Discriminating Adsorption Mechanisms in Liquid-Phase Photocatalysis via High-Intensity Laser-Induced Metallic Nanodot Deposition on TiO₂ Anatase

Abstract

Light intensity plays a crucial role in liquid-phase semiconductor-based heterogeneous photocatalysis. It impacts reactant chemi- or physi- sorption at the semiconductor surface and subsequent photocatalytic reaction rates. Despite its recognized importance, the relationship between light intensity and adsorption remains controversial, necessitating further theoretical and dedicated experimental strategies to clarify the underlying mechanisms at work. To address this, we designed two laser-based experimental setups, respectively operating at high and very high intensities, to investigate the growth of a single metallic nanodot (silver, gold, and palladium) photodeposition at the surface of bare TiO2 anatase nanoparticles at varying intensities, as a special case of liquid phase semiconductor heterogeneous photocatalytic reaction. We then developed three distinct models, the first establishing the theoretical background of the so-called intensity-dependent Disrupted-Langmuir Adsorption (classically associated with chemisorption), the second setting a new Eley-Rideal-like Adsorption mechanism (physically-assisted adsorption), and the third considering a hybrid of both. When confronted with experimental results, the Eley-Rideal-like mechanism was the only one to successfully account for all the observed behaviors, enabling a universal rescaling of data onto single master behaviors regardless of exposure time, reactant concentration, and light intensity.
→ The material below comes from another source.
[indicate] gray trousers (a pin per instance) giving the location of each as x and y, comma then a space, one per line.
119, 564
High-intensity-dependent experiments thus provide quantitative understandings to distinguish the underlying adsorption mechanism. Finally, considering the general frame of the present modeling, it is broadly applicable to other redox reactions on photo-excited semiconductor surfaces. As such, it also predicts how reaction rates, at constant light exposure, should evolve with reactant concentrations and shows how playing with concentration can also discriminate between adsorption mechanisms.